Advertisement

The Coast – Expatriate CD Review


The Coast
Expatriate
Aporia

We normally don’t run reviews of out of town bands, but this is an interesting and attractive CD, and it happens that they’ll be playing at the Picador September 21st. The Coast is 4 guys arrayed in the standard drums and wires rawk quartet. They’re Canadian, which is probably neither here or there musically, though anecdotally I’d say chances are they are more polite and better groomed than the average American band. And judging from this CD, they believe in classic pop song structure and major/minor pop harmony.

Stylistically they alternate between a shoe-gazey wall-of-sound with buried vocals style and a more earnest radio-friendly pop song. “No Secret Why” for example is really a country song, but the guitars are fuzzy and there’s no twanging accent. Ian Fosbery has a reedy tenor voice that seems to quaver with emotion, though after a couple of listens the lyric seems to leave little impression on me.

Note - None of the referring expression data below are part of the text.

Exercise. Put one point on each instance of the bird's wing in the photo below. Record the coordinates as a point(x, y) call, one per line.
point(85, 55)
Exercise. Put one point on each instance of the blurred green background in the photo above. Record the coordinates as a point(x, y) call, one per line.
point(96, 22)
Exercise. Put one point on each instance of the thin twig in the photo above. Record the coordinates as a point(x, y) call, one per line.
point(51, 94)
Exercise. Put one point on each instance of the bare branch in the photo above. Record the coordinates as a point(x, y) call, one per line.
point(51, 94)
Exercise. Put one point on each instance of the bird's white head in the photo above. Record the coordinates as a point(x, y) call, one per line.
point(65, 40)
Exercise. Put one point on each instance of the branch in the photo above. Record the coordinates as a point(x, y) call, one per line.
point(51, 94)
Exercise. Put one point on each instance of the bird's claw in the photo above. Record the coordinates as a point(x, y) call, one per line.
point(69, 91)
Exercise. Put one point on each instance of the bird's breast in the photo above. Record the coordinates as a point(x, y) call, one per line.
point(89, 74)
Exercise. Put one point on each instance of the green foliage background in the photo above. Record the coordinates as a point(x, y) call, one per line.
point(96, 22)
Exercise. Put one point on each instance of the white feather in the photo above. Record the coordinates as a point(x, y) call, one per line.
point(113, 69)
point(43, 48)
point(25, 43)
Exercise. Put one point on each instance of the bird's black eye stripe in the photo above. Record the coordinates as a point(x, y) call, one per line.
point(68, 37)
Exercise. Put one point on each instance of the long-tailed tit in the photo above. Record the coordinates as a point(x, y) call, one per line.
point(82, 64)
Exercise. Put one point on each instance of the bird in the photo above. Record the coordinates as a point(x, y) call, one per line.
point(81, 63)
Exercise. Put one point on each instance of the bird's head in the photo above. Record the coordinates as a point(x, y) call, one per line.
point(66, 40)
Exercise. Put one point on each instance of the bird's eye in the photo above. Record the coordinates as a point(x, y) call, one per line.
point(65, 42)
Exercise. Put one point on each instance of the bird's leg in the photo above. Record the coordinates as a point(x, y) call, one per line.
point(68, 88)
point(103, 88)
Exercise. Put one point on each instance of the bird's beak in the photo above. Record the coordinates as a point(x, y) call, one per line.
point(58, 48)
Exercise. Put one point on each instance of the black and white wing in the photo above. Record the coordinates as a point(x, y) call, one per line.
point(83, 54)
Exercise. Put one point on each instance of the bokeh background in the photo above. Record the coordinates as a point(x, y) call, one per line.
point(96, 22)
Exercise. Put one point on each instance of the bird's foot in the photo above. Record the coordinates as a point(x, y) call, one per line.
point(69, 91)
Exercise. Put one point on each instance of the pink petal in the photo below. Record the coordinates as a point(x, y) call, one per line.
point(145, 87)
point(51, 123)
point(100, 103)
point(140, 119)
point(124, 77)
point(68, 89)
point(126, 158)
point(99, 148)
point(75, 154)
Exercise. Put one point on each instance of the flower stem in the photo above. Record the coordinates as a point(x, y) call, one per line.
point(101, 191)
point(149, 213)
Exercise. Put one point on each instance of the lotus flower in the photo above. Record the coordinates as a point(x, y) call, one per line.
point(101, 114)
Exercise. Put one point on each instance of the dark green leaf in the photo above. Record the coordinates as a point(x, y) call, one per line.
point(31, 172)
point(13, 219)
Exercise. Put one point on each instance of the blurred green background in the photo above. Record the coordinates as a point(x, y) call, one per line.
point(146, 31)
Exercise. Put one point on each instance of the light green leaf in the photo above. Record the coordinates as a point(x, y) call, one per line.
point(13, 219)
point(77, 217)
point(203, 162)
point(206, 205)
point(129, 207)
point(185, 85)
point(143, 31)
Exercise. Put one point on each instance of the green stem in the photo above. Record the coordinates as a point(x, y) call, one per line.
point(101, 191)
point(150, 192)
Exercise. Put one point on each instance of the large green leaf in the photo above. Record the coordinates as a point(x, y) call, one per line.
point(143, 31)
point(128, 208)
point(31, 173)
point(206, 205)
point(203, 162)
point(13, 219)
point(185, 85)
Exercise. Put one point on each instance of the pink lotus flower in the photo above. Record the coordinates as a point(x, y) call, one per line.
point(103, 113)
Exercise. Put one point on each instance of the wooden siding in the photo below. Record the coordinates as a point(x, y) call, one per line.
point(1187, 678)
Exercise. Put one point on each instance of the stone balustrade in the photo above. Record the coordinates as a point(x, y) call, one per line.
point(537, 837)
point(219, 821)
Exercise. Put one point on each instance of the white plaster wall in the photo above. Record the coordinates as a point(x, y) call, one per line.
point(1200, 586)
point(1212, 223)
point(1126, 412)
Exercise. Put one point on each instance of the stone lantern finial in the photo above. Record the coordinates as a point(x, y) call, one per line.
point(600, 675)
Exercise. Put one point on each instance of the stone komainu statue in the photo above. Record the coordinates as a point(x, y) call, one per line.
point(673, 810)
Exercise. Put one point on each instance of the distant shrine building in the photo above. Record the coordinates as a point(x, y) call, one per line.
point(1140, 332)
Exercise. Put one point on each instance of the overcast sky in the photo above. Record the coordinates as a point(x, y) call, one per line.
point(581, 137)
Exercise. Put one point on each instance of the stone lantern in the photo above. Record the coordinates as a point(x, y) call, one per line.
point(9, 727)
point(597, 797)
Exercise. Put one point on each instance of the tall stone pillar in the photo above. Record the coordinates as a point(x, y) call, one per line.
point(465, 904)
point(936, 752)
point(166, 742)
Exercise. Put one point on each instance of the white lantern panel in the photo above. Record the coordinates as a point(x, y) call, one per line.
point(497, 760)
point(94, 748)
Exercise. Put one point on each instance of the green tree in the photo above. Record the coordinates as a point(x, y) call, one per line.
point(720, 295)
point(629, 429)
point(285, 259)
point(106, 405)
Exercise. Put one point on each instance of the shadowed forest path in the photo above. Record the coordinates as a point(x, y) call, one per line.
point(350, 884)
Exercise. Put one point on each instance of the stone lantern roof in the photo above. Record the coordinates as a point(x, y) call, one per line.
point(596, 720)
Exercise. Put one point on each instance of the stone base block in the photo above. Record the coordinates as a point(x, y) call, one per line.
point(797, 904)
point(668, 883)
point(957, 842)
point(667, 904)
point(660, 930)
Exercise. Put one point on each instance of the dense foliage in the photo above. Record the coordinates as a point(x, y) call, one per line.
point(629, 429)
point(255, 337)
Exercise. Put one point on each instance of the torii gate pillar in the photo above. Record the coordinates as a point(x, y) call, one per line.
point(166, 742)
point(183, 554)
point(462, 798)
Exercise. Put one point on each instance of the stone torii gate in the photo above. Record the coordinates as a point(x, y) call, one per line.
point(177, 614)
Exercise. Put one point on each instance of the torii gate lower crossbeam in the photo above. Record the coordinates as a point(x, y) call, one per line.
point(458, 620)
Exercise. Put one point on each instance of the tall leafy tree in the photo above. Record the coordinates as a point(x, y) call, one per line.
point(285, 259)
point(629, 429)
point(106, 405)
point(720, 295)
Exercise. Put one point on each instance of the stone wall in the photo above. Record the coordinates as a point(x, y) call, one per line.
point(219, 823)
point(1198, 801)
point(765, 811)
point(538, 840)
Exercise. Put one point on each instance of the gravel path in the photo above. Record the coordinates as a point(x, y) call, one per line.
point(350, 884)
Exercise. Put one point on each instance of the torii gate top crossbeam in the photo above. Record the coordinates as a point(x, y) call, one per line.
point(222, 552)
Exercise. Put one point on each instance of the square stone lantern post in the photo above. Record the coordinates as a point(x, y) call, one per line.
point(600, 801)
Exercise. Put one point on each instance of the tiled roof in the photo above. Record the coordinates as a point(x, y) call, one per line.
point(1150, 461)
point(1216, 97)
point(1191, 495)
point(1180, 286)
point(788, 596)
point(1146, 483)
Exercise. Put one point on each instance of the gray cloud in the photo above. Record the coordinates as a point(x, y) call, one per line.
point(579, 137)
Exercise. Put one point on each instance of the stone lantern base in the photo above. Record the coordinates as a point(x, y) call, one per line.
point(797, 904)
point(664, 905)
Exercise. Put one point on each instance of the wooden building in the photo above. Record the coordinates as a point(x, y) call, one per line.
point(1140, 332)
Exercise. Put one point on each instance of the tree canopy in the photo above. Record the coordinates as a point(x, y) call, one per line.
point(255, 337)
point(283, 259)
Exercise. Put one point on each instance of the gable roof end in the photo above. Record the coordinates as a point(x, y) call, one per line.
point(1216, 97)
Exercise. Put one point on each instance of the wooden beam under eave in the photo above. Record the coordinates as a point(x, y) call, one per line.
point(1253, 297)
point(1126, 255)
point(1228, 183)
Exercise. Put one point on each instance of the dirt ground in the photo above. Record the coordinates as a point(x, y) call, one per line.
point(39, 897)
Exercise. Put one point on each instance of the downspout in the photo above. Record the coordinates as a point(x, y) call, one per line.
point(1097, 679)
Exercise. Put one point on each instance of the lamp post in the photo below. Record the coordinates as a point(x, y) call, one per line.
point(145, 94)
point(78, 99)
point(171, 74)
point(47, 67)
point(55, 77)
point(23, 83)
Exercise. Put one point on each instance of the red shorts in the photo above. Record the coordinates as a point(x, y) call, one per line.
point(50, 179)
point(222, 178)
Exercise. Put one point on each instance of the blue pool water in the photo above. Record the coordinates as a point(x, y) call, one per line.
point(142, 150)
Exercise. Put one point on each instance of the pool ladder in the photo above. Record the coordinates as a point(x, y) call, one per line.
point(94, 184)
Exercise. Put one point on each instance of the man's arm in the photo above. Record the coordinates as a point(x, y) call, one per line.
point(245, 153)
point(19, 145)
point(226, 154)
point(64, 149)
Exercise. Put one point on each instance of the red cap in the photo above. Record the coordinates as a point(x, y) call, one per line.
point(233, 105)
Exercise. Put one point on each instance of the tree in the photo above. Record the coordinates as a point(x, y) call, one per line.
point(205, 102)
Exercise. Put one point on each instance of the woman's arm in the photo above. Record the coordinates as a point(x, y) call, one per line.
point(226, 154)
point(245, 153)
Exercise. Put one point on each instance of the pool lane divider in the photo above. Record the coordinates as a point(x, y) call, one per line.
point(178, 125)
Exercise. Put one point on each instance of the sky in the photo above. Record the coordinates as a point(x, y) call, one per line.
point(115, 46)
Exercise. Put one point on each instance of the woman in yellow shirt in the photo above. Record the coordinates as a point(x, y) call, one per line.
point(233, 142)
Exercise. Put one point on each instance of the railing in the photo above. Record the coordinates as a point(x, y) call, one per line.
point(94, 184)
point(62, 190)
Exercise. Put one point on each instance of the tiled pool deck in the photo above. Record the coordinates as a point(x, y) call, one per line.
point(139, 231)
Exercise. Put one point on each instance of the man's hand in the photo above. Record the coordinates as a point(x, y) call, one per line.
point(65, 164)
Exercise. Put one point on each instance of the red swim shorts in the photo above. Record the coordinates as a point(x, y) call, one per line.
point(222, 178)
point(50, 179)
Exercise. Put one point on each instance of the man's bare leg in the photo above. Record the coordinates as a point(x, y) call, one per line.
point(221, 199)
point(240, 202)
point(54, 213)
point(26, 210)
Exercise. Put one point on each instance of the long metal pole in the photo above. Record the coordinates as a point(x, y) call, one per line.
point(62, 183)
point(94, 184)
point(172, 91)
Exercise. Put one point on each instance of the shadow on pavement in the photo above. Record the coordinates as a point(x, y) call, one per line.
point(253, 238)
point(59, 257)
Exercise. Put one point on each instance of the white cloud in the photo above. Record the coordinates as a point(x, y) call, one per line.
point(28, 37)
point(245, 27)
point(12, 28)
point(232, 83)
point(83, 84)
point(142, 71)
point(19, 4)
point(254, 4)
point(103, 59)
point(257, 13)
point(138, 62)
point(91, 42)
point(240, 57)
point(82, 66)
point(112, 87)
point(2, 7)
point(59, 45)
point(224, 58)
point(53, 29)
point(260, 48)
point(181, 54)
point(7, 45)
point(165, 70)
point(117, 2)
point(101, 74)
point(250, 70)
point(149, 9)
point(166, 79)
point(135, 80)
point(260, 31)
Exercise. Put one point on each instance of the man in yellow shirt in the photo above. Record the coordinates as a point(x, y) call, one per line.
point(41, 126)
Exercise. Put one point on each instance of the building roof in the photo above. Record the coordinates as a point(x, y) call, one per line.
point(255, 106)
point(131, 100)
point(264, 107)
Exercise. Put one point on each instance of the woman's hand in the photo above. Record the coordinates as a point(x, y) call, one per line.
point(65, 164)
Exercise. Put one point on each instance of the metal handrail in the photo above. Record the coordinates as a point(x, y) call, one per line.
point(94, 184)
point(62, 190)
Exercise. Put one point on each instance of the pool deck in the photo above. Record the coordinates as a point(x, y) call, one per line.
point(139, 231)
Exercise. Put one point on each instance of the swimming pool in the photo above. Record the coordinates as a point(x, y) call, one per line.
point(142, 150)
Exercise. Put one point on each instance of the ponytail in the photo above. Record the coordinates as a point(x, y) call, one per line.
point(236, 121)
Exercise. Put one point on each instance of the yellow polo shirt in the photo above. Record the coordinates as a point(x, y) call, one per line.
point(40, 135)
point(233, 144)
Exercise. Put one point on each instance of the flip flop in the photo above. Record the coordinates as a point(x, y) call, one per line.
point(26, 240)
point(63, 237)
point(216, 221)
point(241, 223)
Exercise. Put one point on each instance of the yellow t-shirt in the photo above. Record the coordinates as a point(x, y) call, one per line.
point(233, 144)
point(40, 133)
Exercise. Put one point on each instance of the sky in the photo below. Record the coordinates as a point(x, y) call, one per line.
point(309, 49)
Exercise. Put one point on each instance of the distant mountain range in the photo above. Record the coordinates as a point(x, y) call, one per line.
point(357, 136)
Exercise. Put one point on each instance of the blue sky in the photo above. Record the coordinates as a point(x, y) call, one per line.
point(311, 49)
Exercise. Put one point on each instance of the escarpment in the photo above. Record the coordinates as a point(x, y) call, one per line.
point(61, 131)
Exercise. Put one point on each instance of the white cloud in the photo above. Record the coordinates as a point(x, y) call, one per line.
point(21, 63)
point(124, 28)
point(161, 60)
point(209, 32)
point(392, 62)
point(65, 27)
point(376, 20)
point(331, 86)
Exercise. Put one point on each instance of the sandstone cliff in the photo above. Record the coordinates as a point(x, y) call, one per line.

Lucky for us the lyrics aren’t the main thing here anyway. These are guys who are seriously in love with their guitars. They manage to decorate their songs with nearly every tasty guitar tone from the last 40 years in turn. What seems to turn them on — besides the generic impulse to Rock that even Canadians aren’t immune to — is to create three dimensional architectures of guitar sound within the pop form. Lyrical blandness aside, these guys are worth checking out.